あらゆる店を探すも、やはり見つからない。

最終的に行き着いたのは。


「出来れば使いたくなかったんだけどな」


 レーテ商店。雄哉が以前、美咲を買った店である。正直なところ、奴隷を売っていた件で心証が悪かった。だが、ここが城下町で一番大きな商店であり、品揃えがいいのは事実だ。ここまで来て利用しない手はない。

 結局、久しぶりに店内へと足を踏み入れる。相変わらず大量に、多種多様な物品が所狭しと並んでいた。

 広い店内をうろうろ探し回って、5分弱。雄哉の足が止まった。

 円柱状の、鉄でできた筒のようなものが置かれていたのだ。パッと見はドラム缶で、中に人が入る程度の大きさもある。商品の説明文には「採掘場などで採った鉱石を詰め込み、運ぶための缶です。蓋は別売」と書かれている。

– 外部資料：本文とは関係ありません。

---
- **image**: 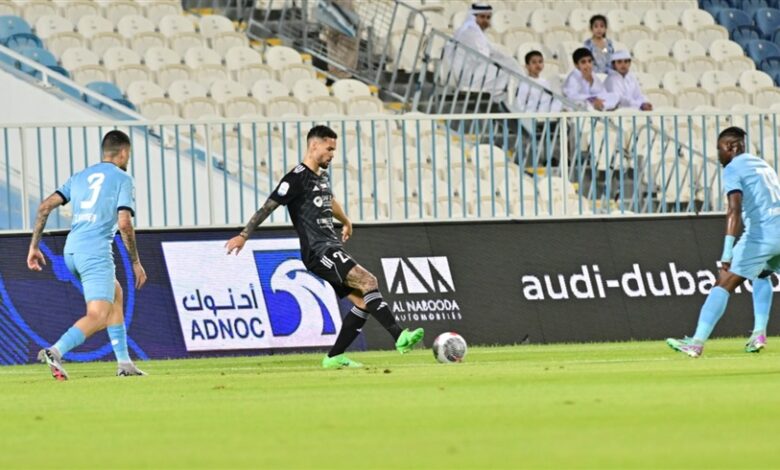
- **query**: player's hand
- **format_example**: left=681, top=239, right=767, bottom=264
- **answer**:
left=341, top=222, right=352, bottom=243
left=133, top=261, right=147, bottom=290
left=27, top=246, right=46, bottom=271
left=225, top=235, right=246, bottom=255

 中をのぞいてみると、底は溶接されているようで水が漏れるような隙間は見当たらない。側面にも穴らしい穴は無く、お湯を溜めても問題はないだろう。値段も手ごろだった。


「これでいいか」


 お湯を溜めて肩まで浸かることができればそれ以上は望まない。さっそく購入することに決めた。



 ◇◇◇◇



 雄哉は強化魔法を使って負担を軽減しながら、購入した缶を部屋まで運んだ。道中、周囲から変な目で見られずに済んだのは影が薄かったせいかおかげか。

 ともあれ、さっそくシャワー室に円柱状の缶を設置する。ちなみに大きさは雄哉の腰あたりまであるのでそのままでは入れないため、階段になっている台も買っていた。

 シャワーの温度は火属性魔法陣を調節し、少し熱いぐらいに。お湯を出しっぱなしにして缶の中に突っ込む。待つこと数分でお風呂はあっさりと完成した。

 湯煙を立てる湯船を見るのは実に数か月ぶりのことだ。雄哉は感動のあまり、泣きそうになっていた。


「入ろう……入ろう!!」


 居ても立ってもいられなくなり、すぐさま寝間着と替えの下着を取ってきて服を脱ぎ捨てる。一度シャワーと石鹸で全身の汚れを流し、いざ湯船の中へ。

 台に登り、つま先からゆっくり、ゆっくりと体を入れていく。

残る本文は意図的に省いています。